答弁本文情報
昭和二十八年七月七日受領答弁第二〇号
(質問の 二〇)
内閣衆質第二〇号
昭和二十八年七月七日
内閣総理大臣 吉田 茂
衆議院議長 堤 康次※(注) 殿
衆議院議員栗田英男君提出相互金融会社の貸金業法違反に関する質問に対し、別紙答弁書を送付する。
衆議院議員栗田英男君提出相互金融会社の貸金業法違反に関する質問に対する答弁書
いわゆる株主相互金融は、貸金業等の取締に関する法律により届け出た株式会社組織による貸金業者が、通常増資にあたり、自己の役員等に株式を引き受けさせ右株式を広く公衆に売却しその代金を割賦にて受け入れ、これに対し融資を行うか又は株主優待金を支給する方式である。このような方式により株式会社が株式の売却による代金を受け入れることは、これを預り金に準ずる不特定多数者からの資金の受入として直ちに金融関係法規違反とすることは問題がある。しかし、いわゆる株主相互金融の実情は千差万別であり、個々に判断するときは、なお金融関係法規に違反するものも少くない見込であるので、今後これらのものに対しては厳重に取締を行う考えである。
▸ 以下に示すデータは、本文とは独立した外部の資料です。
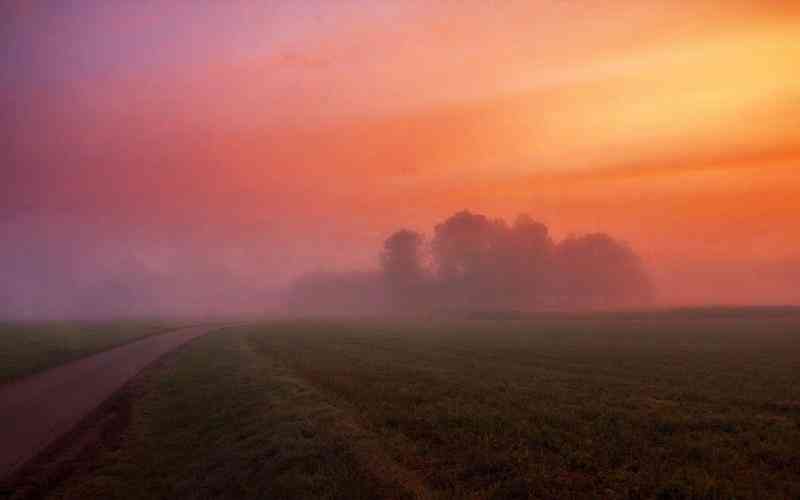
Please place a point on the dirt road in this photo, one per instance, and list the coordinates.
(36, 410)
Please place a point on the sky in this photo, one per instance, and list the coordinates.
(268, 139)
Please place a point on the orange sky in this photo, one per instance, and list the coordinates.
(675, 127)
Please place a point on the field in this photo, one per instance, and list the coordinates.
(668, 407)
(27, 348)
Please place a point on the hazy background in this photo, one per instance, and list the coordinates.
(196, 157)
政府は、最近貸金業者について検査を実施したが株主からの借入金等と称して預り金の受入を行つているものがあることが明らかになつたので、今回その法律違反の事実に対して直ちに改善を命じ再びかかる法律違反のないよう厳重なる警告を発するとともに、かかる金銭の提供は絶対に行わないよう一般の注意を喚起したのである。
今後政府としては、このような法律違反の事態に対し、金融秩序の維持及び一般大衆の保護のために、さらに一般の啓もうを行うとともに、取締を励行し、断乎たる行政措置をとる考えである。
右答弁する。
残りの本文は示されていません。